Opioid Deaths Soar Among Black People On Chicago’s West Side
Among the reasons, reports ProPublica, is that fewer people are coming to the emergency room to seek help, in large part out of fear of contracting COVID-19. Also, news on racial disparities from Maine, Pennsylvania and Michigan.
Opioid Overdoses Keep Surging In Chicago, Killing Black People On The West Side
Cook County residents continue to die at a staggering rate from opioid-related overdoses, and Black residents from Chicago’s West Side account for a disproportionate number of those deaths. County political and public health officials on Tuesday sounded the alarm about what they said was a preventable crisis that has been overshadowed by the COVID-19 pandemic. “Whatever crisis faces our communities, people of color bear the brunt of it,” Toni Preckwinkle, the Cook County Board president, said at a news conference. (Eldeib and Sanchez, 7/14)
Bangor Daily News:
Maine Has Failed As Racial Disparities In Coronavirus Infections Grow, Immigrant Leaders Say
Immigrant leaders in Maine’s largest cities say the state has failed them as the nation’s whitest state sees some of the biggest racial disparities in coronavirus cases. Most states have seen some racial disparities, according to data compiled by the Covid Tracking Project. But nowhere is it greater than in Maine for Black and African American people. They are 24 times more likely to have tested positive for the virus than whites are here. (Piper, 7/22)

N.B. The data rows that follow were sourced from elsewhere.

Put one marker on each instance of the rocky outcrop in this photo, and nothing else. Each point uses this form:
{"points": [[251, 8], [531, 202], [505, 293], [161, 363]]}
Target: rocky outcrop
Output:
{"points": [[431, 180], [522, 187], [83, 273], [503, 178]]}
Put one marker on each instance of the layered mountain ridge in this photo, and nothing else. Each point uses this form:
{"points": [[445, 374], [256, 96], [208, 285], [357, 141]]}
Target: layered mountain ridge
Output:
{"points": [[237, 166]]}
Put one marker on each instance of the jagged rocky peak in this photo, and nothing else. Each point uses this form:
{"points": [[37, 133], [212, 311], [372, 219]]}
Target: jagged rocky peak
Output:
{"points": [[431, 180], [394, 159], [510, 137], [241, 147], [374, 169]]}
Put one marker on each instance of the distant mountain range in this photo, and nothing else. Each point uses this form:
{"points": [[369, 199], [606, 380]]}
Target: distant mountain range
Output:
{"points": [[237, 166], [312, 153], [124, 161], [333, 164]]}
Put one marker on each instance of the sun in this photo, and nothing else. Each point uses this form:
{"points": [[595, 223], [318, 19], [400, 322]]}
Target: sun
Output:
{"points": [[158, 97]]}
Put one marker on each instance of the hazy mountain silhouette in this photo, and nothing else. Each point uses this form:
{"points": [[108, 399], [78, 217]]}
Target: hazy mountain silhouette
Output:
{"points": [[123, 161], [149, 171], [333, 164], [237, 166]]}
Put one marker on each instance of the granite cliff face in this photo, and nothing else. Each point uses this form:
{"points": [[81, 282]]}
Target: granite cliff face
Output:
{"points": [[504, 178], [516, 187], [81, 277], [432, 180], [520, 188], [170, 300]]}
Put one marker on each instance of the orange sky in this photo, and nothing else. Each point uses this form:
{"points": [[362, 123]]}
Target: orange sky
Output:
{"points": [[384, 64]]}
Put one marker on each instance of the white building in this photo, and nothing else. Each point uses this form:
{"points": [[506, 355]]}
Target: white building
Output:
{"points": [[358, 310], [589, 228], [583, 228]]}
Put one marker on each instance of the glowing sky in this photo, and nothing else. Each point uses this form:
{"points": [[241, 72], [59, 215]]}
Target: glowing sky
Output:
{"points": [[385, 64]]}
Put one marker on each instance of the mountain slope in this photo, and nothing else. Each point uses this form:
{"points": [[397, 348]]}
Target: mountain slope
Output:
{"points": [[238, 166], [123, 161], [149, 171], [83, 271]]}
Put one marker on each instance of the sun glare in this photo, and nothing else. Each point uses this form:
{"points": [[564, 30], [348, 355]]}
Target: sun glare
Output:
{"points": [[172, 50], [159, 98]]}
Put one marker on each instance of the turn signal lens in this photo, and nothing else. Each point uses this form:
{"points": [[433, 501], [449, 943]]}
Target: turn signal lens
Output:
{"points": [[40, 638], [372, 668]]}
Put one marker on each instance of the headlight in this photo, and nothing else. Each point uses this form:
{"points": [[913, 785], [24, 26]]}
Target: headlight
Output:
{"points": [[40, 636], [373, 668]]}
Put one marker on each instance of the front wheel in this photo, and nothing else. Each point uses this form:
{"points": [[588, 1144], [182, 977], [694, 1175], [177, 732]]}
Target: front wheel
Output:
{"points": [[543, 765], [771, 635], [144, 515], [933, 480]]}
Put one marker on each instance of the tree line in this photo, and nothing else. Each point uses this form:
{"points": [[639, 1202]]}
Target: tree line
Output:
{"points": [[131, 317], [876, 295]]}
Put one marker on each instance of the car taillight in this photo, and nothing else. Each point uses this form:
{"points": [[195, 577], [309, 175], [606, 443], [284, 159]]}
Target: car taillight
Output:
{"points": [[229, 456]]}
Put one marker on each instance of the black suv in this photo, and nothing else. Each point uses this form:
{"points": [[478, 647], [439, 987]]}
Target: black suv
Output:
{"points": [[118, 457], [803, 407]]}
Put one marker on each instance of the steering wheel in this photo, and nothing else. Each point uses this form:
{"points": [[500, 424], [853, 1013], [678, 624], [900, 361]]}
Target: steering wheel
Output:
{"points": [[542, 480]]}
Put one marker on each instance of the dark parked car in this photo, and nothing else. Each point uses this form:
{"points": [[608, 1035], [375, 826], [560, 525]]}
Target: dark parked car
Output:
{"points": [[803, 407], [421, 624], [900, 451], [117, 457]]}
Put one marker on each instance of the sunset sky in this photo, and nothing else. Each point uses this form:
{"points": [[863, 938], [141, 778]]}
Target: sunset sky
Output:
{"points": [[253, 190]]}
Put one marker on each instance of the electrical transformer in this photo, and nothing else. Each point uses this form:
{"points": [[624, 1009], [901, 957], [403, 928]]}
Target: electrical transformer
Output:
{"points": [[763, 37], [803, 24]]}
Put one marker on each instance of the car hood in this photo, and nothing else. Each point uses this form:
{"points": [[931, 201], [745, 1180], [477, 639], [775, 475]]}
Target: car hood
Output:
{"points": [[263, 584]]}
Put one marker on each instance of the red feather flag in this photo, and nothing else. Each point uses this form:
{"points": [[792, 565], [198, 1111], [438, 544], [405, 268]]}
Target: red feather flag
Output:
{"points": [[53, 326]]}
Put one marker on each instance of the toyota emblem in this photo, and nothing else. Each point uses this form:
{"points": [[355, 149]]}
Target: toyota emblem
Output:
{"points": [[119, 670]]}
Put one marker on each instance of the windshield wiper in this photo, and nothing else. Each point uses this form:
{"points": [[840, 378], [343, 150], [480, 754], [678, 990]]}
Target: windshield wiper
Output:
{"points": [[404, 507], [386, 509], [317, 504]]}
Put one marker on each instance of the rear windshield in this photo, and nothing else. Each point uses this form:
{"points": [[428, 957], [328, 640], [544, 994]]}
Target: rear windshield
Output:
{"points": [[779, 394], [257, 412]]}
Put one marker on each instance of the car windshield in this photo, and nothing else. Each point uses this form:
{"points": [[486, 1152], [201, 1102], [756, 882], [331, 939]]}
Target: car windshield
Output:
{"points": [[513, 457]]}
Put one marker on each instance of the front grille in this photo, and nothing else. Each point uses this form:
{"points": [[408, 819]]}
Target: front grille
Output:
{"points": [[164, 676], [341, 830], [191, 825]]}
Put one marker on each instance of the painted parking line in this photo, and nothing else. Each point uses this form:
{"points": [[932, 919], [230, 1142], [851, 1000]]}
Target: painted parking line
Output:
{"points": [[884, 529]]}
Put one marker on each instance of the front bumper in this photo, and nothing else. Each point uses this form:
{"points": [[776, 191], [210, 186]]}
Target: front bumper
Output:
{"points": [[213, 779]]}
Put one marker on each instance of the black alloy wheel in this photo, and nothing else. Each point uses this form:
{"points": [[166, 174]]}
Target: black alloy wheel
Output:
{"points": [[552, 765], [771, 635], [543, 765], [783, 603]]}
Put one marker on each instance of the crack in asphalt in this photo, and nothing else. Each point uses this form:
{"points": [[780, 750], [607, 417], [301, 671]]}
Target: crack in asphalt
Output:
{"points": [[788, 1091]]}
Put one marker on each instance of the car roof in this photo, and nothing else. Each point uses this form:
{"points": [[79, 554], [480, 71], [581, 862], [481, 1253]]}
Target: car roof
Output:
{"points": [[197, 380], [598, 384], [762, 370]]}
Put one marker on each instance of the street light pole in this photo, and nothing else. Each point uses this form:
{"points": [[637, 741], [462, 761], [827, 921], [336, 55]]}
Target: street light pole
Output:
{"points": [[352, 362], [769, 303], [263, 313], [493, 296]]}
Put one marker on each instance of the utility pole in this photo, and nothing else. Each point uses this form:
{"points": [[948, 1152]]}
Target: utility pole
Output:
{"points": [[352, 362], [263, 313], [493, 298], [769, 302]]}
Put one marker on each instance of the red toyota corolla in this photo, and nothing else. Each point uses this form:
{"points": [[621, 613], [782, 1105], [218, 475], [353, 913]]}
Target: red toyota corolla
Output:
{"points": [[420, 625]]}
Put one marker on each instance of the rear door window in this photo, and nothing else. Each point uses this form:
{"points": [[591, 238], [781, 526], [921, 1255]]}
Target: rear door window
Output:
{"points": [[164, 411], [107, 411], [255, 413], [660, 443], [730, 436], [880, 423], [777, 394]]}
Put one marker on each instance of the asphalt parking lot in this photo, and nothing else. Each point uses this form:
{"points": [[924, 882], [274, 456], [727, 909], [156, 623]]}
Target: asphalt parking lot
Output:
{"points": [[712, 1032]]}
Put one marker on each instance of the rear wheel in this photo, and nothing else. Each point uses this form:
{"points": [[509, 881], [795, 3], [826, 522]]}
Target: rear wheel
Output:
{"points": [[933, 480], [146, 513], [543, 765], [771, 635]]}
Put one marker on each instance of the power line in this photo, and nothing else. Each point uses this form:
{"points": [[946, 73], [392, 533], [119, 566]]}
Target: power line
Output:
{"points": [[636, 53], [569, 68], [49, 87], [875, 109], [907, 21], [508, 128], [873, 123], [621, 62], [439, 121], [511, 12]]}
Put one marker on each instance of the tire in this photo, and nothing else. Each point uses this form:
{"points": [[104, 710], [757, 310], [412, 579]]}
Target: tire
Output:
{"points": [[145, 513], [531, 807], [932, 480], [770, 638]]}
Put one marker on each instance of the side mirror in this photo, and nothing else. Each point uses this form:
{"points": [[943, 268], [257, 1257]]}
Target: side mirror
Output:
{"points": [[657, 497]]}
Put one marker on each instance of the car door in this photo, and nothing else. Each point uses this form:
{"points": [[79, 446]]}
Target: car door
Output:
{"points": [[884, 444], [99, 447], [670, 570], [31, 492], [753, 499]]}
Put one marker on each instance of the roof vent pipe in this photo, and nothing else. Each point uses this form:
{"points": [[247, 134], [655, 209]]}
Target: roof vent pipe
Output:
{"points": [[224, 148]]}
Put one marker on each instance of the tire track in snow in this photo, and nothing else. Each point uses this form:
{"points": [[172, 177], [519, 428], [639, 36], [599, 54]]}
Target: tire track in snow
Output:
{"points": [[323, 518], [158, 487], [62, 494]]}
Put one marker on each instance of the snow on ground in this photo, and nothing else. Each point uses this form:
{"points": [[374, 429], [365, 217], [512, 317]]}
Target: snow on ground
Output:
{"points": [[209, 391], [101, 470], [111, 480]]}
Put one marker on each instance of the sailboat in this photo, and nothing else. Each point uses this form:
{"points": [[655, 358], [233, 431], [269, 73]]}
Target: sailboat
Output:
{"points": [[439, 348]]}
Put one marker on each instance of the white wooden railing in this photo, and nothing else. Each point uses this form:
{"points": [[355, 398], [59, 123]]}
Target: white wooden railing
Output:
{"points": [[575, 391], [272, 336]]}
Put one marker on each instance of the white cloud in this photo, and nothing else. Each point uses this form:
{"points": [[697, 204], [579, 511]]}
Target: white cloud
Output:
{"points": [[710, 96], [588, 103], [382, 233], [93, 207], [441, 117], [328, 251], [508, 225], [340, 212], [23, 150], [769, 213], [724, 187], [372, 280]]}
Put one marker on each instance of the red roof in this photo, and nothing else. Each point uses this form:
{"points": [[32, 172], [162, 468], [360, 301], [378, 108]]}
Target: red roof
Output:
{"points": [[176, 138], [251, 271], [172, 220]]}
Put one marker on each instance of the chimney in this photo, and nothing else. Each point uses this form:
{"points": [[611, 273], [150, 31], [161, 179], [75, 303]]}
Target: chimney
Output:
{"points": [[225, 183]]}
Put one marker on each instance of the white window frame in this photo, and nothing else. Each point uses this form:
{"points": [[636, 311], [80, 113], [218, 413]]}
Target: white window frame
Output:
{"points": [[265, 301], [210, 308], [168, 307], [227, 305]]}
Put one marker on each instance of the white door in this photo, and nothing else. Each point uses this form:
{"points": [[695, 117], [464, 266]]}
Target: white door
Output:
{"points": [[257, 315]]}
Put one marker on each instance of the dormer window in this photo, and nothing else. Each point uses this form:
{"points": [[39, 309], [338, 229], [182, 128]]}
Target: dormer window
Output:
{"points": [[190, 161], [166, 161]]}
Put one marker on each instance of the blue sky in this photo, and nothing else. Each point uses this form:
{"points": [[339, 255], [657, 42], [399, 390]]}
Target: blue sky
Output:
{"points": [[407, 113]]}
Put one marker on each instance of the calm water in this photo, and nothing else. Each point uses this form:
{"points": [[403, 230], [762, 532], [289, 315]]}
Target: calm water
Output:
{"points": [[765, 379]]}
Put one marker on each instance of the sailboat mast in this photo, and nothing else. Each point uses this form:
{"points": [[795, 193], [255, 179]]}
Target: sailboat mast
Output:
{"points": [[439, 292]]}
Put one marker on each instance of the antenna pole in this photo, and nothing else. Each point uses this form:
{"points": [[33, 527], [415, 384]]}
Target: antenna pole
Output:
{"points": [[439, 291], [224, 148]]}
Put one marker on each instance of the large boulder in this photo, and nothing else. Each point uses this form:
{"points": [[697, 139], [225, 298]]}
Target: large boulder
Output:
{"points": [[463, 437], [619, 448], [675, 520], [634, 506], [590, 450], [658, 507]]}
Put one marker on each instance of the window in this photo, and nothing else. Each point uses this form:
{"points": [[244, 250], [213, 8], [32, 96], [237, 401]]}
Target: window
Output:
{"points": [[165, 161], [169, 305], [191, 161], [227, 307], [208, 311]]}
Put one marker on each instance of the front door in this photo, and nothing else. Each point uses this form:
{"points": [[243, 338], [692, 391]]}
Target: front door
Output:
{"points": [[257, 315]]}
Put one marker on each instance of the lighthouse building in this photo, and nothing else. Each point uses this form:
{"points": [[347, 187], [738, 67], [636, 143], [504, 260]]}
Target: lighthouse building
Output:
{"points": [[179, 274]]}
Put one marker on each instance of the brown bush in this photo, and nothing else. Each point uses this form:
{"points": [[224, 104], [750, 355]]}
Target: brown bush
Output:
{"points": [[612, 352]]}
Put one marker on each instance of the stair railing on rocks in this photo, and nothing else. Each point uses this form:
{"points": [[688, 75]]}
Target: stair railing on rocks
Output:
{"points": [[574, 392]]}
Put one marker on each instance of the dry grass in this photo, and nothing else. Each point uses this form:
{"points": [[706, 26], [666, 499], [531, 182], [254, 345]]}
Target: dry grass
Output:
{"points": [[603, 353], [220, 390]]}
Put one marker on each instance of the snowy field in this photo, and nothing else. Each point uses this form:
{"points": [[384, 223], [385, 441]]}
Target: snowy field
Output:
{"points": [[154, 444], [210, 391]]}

Police Investigate Incident Where Officer Appeared To Use Knee To Restrain Suspect
The release of the footage by Allentown police came days after activists tweeted a shorter, 26-second video, which has been viewed hundreds of thousand of times. Police say the man was taken into the hospital and, after treatment, was released. His name and medical details were not disclosed. Police also didn't release the names of the officers. (Booker, 7/14)
“I Can’t Breathe.” It Happens At Schools, Too.
A 16-year-old boy in Kalamazoo, Michigan, died this spring after workers pinned him to the floor at the residential facility where he lived — after he’d thrown a sandwich at lunch. While held on the ground, he told them: “I can’t breathe.” At least 70 people have died in law enforcement custody in the last decade after saying the words “I can’t breathe,” a recent New York Times investigation found. But just as adults have died after being restrained, so have children. (Smith Richards and Cohen, 7/10)
Experts Offer Playbook For How Hospitals Should Respond To Patient Bias
All too often, health care workers are the target of biased or bigoted behavior from the patients they’re caring for — but many medical centers don’t have formal policies in place to help clinicians handle those incidents or the impact on staff. A new set of recommendations, published Monday in the Annals of Internal Medicine, offers health systems a blueprint for better responding to incidents of patient bias. They say a “one size fits all” approach won’t work, and instead urge health systems to take a sweeping set of actions to make sure they’re prepared to handle such problems, which have long been documented. (Spinelli, 7/13)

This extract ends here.